Executive with Oklahoma City-Based Chesapeake Energy Corp.: Outlook for Natural Gas Strong

By Tuttle, D Ray | THE JOURNAL RECORD, May 19, 2011 | Go to article overview

Executive with Oklahoma City-Based Chesapeake Energy Corp.: Outlook for Natural Gas Strong


Tuttle, D Ray, THE JOURNAL RECORD


There are many reasons to be bullish on intermediate and long- term demand for natural gas, said an executive with Oklahoma City- based Chesapeake Energy Corp.

"The natural gas landscape is changing," said Domenic Dell'Osso Jr., executive vice president and chief financial officer of Chesapeake.

Dell'Osso was the luncheon speaker at the fifth-annual Oklahoma State University Energy Conference at the Tulsa Renaissance Hotel and Convention Center.

Among the speakers during the daylong conference was Dana Murphy, chair of the Oklahoma Corporation Commission. Murphy offered an Oklahoma perspective to the national energy outlook and addressed domestic energy and shale. Meanwhile, Don Humphreys, senior vice president and treasurer of ExxonMobil, offered a long-range energy outlook view to 2030.

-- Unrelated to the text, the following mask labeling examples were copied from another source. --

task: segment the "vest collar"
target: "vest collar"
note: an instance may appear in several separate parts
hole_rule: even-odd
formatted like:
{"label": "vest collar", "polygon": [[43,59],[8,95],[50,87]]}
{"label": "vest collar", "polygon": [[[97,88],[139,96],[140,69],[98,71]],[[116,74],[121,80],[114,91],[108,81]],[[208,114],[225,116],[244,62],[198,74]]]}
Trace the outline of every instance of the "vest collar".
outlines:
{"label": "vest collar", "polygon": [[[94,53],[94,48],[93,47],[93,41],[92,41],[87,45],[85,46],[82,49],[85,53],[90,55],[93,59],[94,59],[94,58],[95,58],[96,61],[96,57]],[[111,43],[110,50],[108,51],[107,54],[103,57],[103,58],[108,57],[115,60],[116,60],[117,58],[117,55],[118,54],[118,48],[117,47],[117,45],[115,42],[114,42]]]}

There is a quickening momentum for compressed natural gas vehicles, Dell'Osso said.

Chesapeake, which this year announced it was converting its entire fleet to CNG as a motor fuel, has opened several CNG stations across the Oklahoma City metro, he said.

"U.S. companies are looking for options, and with $4 gasoline and just as high diesel prices, that forces the markets to force policy changes," Dell'Osso said.

The demand for natural gas is also fueled by a growing industrial demand, he said.

"U.S. natural gas prices are the lowest in the industrialized world," Dell'Osso said. "This is accelerating the shift from coal to natural gas for U.S. electrical generation."

The U.S. does not import natural gas and exports small amounts, Dell'Osso said.

"The U.S. suffers from the fact that we are a gas island," he said. "We do not import natural gas, while we export relatively small quantities."

It's possible that over the next decade, the U.S. could see a conversion of U.S. liquefaction import facilities to liquefied natural gas export facilities, Dell'Osso said.

"That could be a game changer," he said. "Since we are not connected to world gas prices, once we begin exporting gas, it would close the price differential between the U.S. and the gas prices around the globe."

Other factors pushing CNG as an alternative fuel include cheaper costs to fill a CNG tank compared to gasoline and versatility of CNG - it can be used in everything from drilling rigs to off-road vehicles or as a marine fuel, Dell'Osso said.

The cost for 1,000 cubic feet of CNG is listed near $1.40, while a gallon of gasoline is about $3.66 and diesel is close to $4 a gallon.

The amount of natural gas produced from shale formations is contributing to a substantial cost benefit for industry and a broad range of consumers, Dell'Osso said.